Over the past few years, Ford has invested heavily in EVs, and all signs pointed to that being a solid business move. In fact, many studies have shown that most – if not a large portion – of Americans have thought about purchasing an all-electric vehicle in the past, with many of them considering a Blue Oval model. However, skyrocketing raw materials prices have since sent the cost of EVs soaring, which has dampened that enthusiasm tremendously. As a result, Ford has since pushed back its goals of producing 600k EVs annually by 2024 and two million by 2026, with both chairman Bill Ford and CEO Jim Farley noting that the mere topic of EVs has become politicized – and it isn’t alone, as GM recently scaled back its EV pickup production plans, too. Now, a new poll from Yahoo Finance and Ipsos paints an even grimmer picture.
Even as EV sales continue to grow, this new poll found that many consumers are still concerned about the same things that has kept them from considering an EV for some time now – charging infrastructure, range, and cost chiefly among them. However, the poll – which garnered data from 1,025 Americans in late September and early October – found that 57 percent said they aren’t likely to buy an EV when it comes time to make their next vehicle purchase, compared to the 31 percent that are “likely” to and 11 percent who are undecided.

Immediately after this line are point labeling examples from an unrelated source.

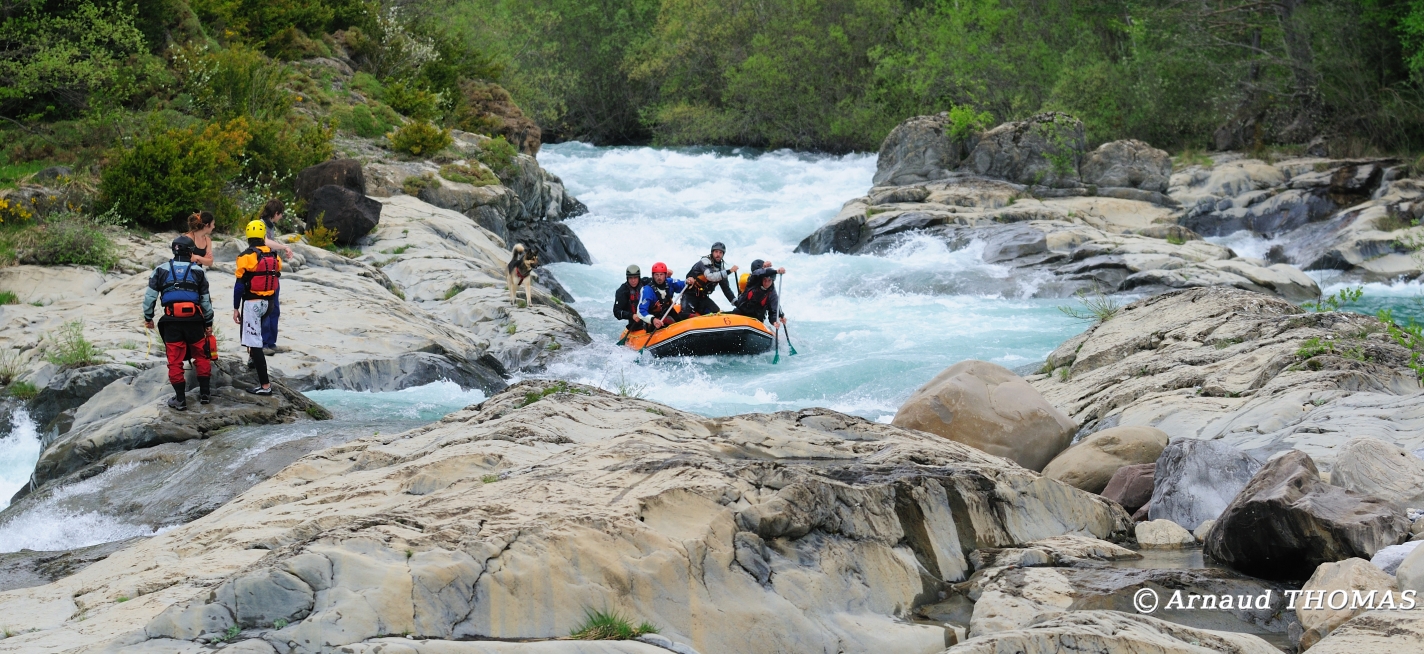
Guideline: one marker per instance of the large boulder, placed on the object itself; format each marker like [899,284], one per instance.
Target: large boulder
[1196,479]
[352,214]
[335,173]
[1288,520]
[1372,466]
[1350,574]
[917,150]
[1043,150]
[1128,164]
[1131,486]
[1092,462]
[987,406]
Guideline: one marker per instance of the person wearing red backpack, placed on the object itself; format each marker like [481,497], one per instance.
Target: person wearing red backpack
[181,288]
[259,271]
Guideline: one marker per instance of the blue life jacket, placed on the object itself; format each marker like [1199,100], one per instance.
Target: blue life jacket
[180,287]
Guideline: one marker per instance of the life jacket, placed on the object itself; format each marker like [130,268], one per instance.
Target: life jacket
[264,274]
[181,294]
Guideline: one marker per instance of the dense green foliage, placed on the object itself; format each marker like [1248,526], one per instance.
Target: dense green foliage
[840,73]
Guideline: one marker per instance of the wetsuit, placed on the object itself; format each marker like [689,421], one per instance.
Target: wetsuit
[625,304]
[655,301]
[181,288]
[705,275]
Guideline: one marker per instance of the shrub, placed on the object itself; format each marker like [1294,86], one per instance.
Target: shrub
[319,235]
[469,174]
[69,348]
[67,238]
[608,626]
[499,156]
[170,173]
[420,138]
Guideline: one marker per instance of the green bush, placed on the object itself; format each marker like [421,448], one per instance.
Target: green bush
[420,138]
[499,156]
[173,173]
[69,348]
[66,238]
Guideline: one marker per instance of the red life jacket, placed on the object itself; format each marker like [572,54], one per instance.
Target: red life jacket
[264,274]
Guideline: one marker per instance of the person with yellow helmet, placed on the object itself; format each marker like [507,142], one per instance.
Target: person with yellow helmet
[258,272]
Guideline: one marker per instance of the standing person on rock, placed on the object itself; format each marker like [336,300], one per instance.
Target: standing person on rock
[627,298]
[704,277]
[258,279]
[272,213]
[181,288]
[200,230]
[655,305]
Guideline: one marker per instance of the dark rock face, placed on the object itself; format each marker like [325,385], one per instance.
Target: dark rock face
[1286,522]
[1196,479]
[336,173]
[352,214]
[1131,486]
[919,150]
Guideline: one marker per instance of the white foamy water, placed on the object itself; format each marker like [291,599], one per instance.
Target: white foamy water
[61,519]
[867,329]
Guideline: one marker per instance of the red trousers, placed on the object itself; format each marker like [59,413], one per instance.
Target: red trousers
[185,341]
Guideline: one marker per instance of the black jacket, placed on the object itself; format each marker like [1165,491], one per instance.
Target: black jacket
[625,299]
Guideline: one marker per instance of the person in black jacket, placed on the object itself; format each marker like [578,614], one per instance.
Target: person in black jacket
[704,277]
[625,299]
[759,299]
[181,288]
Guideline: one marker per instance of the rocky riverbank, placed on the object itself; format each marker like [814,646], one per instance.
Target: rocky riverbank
[1124,217]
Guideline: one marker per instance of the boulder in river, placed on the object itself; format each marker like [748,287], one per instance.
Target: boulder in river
[1196,479]
[349,213]
[791,532]
[1373,466]
[987,406]
[1091,462]
[1286,522]
[1131,486]
[1349,576]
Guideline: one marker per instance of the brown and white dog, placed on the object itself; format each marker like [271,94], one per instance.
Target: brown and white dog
[521,272]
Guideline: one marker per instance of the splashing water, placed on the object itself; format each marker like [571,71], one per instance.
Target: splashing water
[867,329]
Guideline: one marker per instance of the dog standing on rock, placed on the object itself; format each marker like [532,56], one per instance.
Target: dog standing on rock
[521,272]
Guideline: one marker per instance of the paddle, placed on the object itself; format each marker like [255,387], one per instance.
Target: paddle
[783,322]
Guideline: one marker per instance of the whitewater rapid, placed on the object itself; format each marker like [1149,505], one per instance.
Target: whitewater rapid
[867,329]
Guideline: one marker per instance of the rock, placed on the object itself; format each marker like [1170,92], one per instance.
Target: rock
[335,173]
[1198,479]
[1128,164]
[1372,466]
[1390,557]
[351,214]
[1131,486]
[1286,522]
[1410,573]
[1233,366]
[1112,631]
[1092,462]
[917,150]
[1043,150]
[1374,633]
[987,406]
[600,502]
[1164,535]
[1350,574]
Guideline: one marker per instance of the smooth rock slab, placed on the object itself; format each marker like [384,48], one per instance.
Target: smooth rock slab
[1196,479]
[1286,522]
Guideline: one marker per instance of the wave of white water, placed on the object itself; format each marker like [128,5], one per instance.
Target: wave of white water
[867,329]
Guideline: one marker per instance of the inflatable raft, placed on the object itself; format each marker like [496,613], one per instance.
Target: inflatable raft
[716,334]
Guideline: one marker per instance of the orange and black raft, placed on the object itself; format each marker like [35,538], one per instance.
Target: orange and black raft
[716,334]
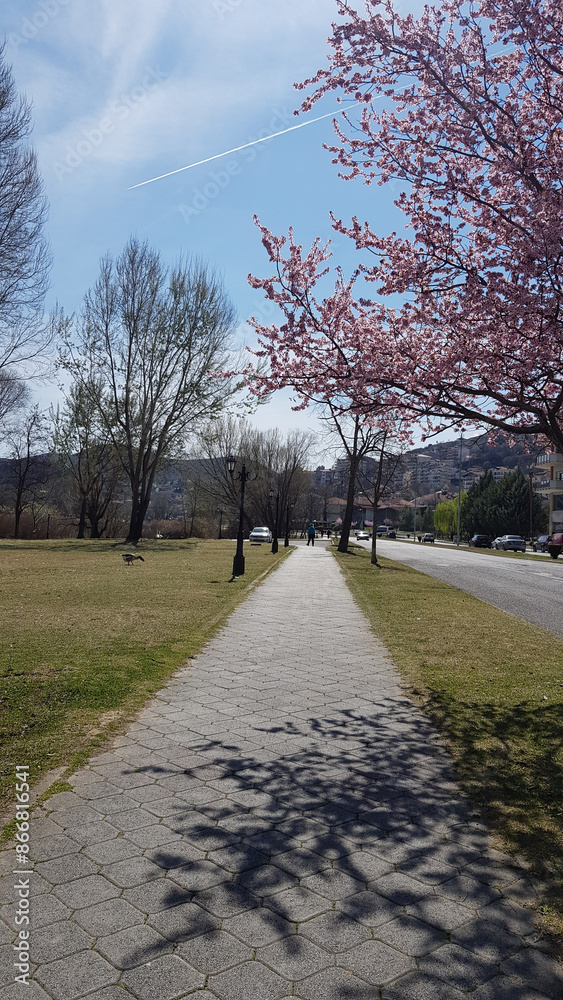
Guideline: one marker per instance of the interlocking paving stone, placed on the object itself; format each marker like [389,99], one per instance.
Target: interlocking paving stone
[57,940]
[334,931]
[535,969]
[66,868]
[86,891]
[76,975]
[418,986]
[251,979]
[133,946]
[215,951]
[458,967]
[283,821]
[259,926]
[506,988]
[295,957]
[108,916]
[410,936]
[164,979]
[182,922]
[376,962]
[335,984]
[33,991]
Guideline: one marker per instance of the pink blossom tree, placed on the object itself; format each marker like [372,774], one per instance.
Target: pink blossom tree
[319,351]
[470,120]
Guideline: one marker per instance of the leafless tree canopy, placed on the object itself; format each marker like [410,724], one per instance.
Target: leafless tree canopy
[146,352]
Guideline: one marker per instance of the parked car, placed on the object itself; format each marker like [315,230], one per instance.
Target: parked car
[512,543]
[540,544]
[260,535]
[480,542]
[555,544]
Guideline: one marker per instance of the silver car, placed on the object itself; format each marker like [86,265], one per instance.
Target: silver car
[260,535]
[511,543]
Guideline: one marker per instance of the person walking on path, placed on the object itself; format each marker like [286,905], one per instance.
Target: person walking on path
[279,821]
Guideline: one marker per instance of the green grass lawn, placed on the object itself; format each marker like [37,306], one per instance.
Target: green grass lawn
[493,684]
[84,639]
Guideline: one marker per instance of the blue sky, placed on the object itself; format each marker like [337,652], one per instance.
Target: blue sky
[124,90]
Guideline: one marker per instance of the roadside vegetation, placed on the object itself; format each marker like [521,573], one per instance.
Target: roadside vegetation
[493,686]
[85,640]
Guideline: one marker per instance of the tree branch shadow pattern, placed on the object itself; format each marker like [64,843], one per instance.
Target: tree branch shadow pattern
[335,831]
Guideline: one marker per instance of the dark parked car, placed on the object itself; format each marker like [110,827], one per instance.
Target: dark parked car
[480,541]
[540,544]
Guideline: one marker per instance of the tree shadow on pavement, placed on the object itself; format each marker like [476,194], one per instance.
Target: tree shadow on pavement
[338,824]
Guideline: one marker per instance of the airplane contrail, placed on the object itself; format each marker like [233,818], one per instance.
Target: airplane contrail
[245,145]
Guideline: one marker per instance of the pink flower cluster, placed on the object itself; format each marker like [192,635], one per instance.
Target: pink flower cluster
[469,118]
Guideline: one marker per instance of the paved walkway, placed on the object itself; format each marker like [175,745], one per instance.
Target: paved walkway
[280,822]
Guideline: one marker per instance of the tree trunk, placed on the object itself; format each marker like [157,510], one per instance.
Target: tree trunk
[82,519]
[374,536]
[95,528]
[349,512]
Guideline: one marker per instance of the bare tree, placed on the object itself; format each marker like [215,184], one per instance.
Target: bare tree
[24,255]
[147,351]
[84,450]
[30,466]
[277,465]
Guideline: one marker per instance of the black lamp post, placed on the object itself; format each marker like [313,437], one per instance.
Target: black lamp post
[238,561]
[275,531]
[289,507]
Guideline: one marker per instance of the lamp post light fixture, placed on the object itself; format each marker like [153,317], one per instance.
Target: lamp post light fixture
[275,531]
[238,561]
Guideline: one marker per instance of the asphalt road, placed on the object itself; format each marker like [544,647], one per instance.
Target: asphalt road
[530,588]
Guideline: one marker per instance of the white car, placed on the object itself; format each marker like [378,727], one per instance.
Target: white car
[260,535]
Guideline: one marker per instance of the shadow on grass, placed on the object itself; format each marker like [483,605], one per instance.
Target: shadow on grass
[511,760]
[338,824]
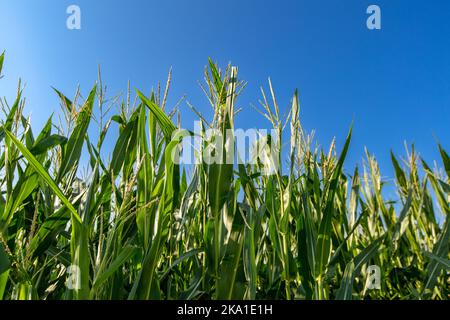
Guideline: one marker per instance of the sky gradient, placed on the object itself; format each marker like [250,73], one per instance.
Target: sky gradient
[394,83]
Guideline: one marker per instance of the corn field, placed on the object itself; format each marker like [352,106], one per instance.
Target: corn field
[141,226]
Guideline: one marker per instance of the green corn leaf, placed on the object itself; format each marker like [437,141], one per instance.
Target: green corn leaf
[44,175]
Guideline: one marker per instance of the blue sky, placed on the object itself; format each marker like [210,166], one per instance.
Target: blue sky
[393,83]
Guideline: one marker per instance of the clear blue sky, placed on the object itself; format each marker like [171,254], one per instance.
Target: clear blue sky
[394,83]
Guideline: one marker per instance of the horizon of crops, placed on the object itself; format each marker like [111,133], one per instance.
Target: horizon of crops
[141,226]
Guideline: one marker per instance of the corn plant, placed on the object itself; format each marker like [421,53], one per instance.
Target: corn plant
[141,226]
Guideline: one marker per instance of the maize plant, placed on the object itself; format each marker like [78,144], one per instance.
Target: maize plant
[140,225]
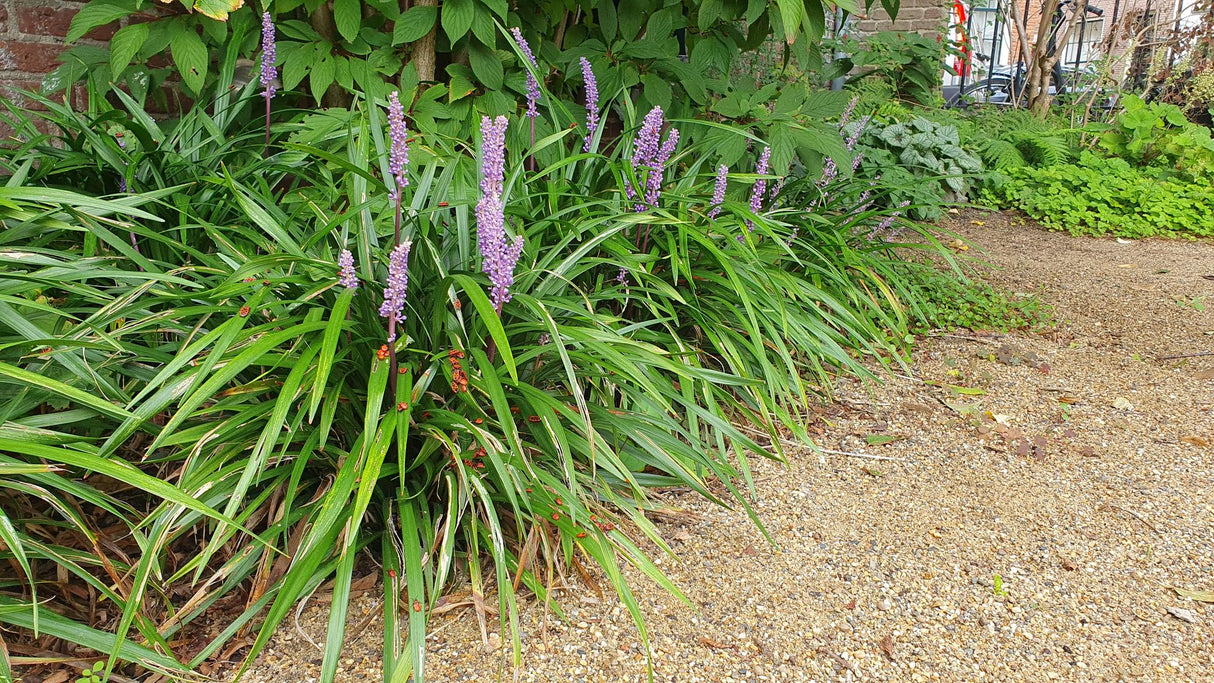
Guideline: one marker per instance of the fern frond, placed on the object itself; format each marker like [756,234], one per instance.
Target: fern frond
[1000,154]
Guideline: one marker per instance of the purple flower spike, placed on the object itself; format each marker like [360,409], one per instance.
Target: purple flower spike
[532,84]
[398,153]
[588,78]
[722,181]
[268,56]
[346,275]
[397,284]
[647,143]
[493,155]
[760,186]
[499,255]
[651,154]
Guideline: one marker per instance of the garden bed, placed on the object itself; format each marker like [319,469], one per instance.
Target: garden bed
[1034,530]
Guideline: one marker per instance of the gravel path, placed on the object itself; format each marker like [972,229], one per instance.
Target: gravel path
[1033,531]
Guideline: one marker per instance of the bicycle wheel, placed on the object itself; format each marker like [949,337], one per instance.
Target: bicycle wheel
[994,91]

The news is worse for Ford, specifically, however – when asked which brand of EV they might consider, 30 percent of respondents indicated that Toyota is their top choice for an electric vehicle, followed by Tesla at 23 percent, Honda at 20 percent, GM at 15 percent, and Ford at 14 percent.
“I think there’s a lot of different factors,” Stephanie Valdez-Streaty, director of industry insights at Cox Automotive, told Yahoo Finance in regard to what’s holding people back from buying an all-electric vehicle. “I think it’s price, it’s infrastructure; I think that range anxiety is really infrastructure anxiety.”